In art, reflections are a funny thing, and most people get them wrong. Perhaps one of the best lessons I learning in painting class is that there should be some of every color in your painting in all of the objects you're painting. Just the idea of that opened my world to more possibilities and definitely improved my appreciation of the masters' work.
For instance, You've painted a backdrop with Alizarin Crimson in it. You paint Aunt Becky in front of it. The pinks of her cheeks should include Alizarin Crimson so she looks like she's actually living in the setting you've given her. You've painted Uncle Dave in front of something Ultramarine Blue. Uncle Dave's 5:00 shadow, or maybe the shadows in his ears, should have some Ultramarine Blue. Or, sometimes just to keep things interesting use the exact opposite color. Your mind understands oppositions.

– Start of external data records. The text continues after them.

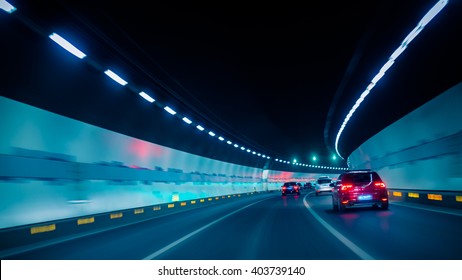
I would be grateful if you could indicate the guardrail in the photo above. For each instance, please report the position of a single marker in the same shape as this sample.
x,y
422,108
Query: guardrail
x,y
451,199
14,238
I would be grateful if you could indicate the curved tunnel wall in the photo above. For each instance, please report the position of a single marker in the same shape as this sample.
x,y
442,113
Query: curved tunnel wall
x,y
54,167
421,151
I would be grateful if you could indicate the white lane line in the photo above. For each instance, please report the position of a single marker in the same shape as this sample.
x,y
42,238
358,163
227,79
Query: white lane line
x,y
455,212
355,249
173,244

One of the biggest mistakes I see people making these days is treating the object of a painting separate from its surroundings so that object feels like it's floating on a page. Your object needs something to ground it. A shadow helps a lot. Reflecting colors from the ground will ground it more.
This painting is from the era when I was learning such things. When my painting teacher told me to put orange in the blue bowl, my jaw was tight with irritation. No way! Orange doesn't belong on a blue object, and you're just messing with my head! But there's nothing like a challenge, and I put orange everywhere. More orange than necessary to tell the truth, but it served as a good lesson. I loved learning from Mr. Larrabee.
Another thing about reflections is that they come hard or soft. The highlights on the purple ball in this painting are very white against the dark purple. That means it's a really shiny object. The reflections on the ceramic pot are more subtle because the finish of the pot wasn't as shiny. The reflections on the wooden bowl are most subtle because it wasn't shiny at all.
When you do something metallic, put your darkest blacks next to your whitest whites in the front of the object. Let those oppositions get more subtle the farther away they are from the viewer. I have a lot of fun with metallic things.